Detail of the rescue operation was played out through updates on the social networking site Twitter.
Swiss police said Mr Williams' body was found in a stream at the foot of a cliff near the resort, in the Valais region.
Rob Williams was reported dead after he fell 60 feet down ravine in the Swiss Alps. Jason Tavaria's sent the sad news about Williams' to Twitter using his iPhone; he also sent rescuers his location via a GPS application. Tavaria was rescued 6 hours after sending the GPS data about his location.
Jason Tavaria and Rob Williams were friends from school who went into business together. Using student loans and start up funding the pair founded online music equipment retailer Dolphin Music. Dolphin Music is hugely successful making the irony of Williams' death that much more tragic.

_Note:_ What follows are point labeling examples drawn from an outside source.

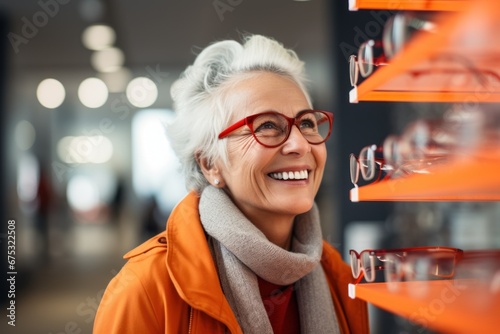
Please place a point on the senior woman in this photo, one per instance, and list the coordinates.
(243, 251)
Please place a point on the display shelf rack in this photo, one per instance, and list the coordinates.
(458, 63)
(473, 179)
(435, 5)
(443, 305)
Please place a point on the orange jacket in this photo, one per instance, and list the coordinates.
(170, 285)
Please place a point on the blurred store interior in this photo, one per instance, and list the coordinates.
(87, 173)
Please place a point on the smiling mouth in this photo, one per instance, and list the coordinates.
(297, 175)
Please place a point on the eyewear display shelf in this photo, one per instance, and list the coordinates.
(467, 34)
(475, 178)
(460, 62)
(442, 305)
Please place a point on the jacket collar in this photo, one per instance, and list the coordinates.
(191, 266)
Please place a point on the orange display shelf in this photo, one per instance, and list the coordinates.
(459, 63)
(445, 306)
(435, 5)
(472, 179)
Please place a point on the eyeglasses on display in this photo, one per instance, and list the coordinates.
(405, 263)
(368, 165)
(271, 129)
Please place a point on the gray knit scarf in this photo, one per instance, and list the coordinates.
(242, 251)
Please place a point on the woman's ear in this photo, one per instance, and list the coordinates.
(210, 171)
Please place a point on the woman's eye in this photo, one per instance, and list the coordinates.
(267, 126)
(307, 123)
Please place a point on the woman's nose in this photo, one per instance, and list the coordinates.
(296, 142)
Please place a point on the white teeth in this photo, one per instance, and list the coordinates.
(297, 175)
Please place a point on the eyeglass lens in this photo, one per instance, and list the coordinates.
(272, 129)
(408, 265)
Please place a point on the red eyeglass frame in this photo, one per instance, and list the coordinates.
(459, 254)
(248, 121)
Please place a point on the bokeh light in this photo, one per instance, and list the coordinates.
(142, 92)
(50, 93)
(93, 92)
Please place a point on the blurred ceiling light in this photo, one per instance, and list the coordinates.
(25, 135)
(142, 92)
(117, 80)
(50, 93)
(98, 37)
(82, 193)
(107, 60)
(93, 92)
(85, 149)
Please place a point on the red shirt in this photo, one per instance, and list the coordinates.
(281, 307)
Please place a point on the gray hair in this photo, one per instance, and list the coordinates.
(199, 103)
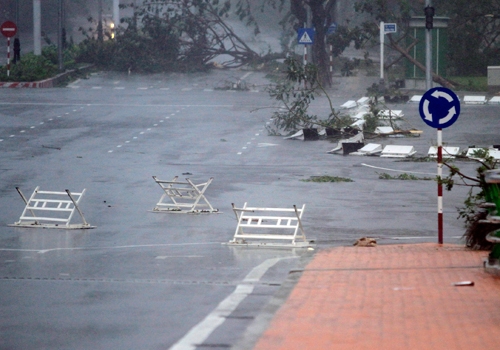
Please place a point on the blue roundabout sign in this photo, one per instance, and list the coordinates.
(439, 107)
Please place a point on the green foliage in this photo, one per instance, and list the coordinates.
(473, 35)
(472, 30)
(296, 92)
(327, 178)
(30, 68)
(479, 83)
(471, 213)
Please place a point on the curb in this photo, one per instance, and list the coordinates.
(46, 83)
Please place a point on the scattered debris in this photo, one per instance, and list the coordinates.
(390, 114)
(403, 176)
(369, 149)
(327, 178)
(464, 284)
(366, 242)
(51, 147)
(448, 152)
(475, 100)
(393, 151)
(358, 138)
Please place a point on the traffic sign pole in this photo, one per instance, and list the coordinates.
(382, 51)
(8, 29)
(8, 56)
(439, 108)
(440, 185)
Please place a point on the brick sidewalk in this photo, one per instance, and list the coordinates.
(390, 297)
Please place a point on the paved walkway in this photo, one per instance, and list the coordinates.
(390, 297)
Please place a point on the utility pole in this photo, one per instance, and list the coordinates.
(100, 34)
(116, 14)
(59, 35)
(37, 28)
(429, 15)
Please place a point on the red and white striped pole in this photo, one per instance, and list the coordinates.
(440, 185)
(8, 56)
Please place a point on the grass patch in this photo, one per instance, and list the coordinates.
(404, 176)
(327, 178)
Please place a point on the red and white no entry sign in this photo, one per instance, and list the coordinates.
(8, 29)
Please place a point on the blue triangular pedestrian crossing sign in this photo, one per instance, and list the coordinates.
(306, 36)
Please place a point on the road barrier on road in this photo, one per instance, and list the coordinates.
(271, 227)
(57, 210)
(186, 197)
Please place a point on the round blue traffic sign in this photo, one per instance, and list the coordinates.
(439, 107)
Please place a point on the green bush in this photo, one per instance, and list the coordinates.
(30, 68)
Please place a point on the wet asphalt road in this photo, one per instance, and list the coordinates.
(158, 281)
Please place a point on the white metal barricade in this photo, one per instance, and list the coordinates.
(186, 197)
(49, 209)
(271, 227)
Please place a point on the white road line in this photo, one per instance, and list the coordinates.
(163, 257)
(110, 105)
(245, 76)
(399, 171)
(199, 333)
(43, 251)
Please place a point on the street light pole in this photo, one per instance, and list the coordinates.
(428, 50)
(37, 28)
(59, 36)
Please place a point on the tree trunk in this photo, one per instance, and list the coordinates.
(436, 78)
(319, 53)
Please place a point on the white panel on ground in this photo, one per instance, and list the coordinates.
(474, 100)
(50, 209)
(363, 101)
(360, 115)
(358, 124)
(384, 130)
(272, 227)
(415, 99)
(185, 197)
(367, 150)
(299, 135)
(357, 138)
(494, 100)
(389, 113)
(349, 104)
(394, 151)
(493, 152)
(448, 152)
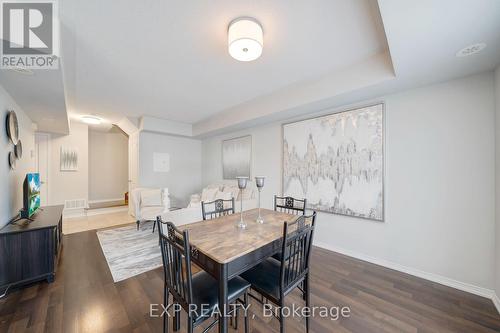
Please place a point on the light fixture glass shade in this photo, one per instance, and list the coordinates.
(245, 39)
(91, 120)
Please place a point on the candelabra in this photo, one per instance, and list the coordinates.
(259, 181)
(242, 184)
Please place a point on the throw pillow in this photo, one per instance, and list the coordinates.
(224, 195)
(208, 194)
(151, 198)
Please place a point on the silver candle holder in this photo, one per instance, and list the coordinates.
(242, 184)
(259, 181)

Urgent appeals were posted by her on the Twitter website and Mr Tavaria, also 29, sent his friends and rescue teams a GPS satellite navigation signal from his iPhone, which pinpointed his location. He was rescued six hours later.
Mr Williams, however, had fallen 66ft down a cliff on to rocks below and due to the "white-out" conditions, a rescue helicopter could not be scrambled. Search teams on foot found him seven hours after he had gone missing, by which time the businessman had died in the freezing conditions.
After the initial posts left on Twitter, there was a long period of silence as the tragic death of Mr Williams became known.
Michelle Dewberry, winner of season 2 of The Apprentice started the Twitter rescue train by tweeting that two of the members of her party were missing on the mountain. Dewberry's tweet caused a rescue frenzy in cyberspace and on the mountain.
Dewberry triggered the online rescue on Twitter when she wrote: : "2 of our ski party been missing since 4pm. Conditions terrible. 1 guy found but trapped. 20 man team searching for other."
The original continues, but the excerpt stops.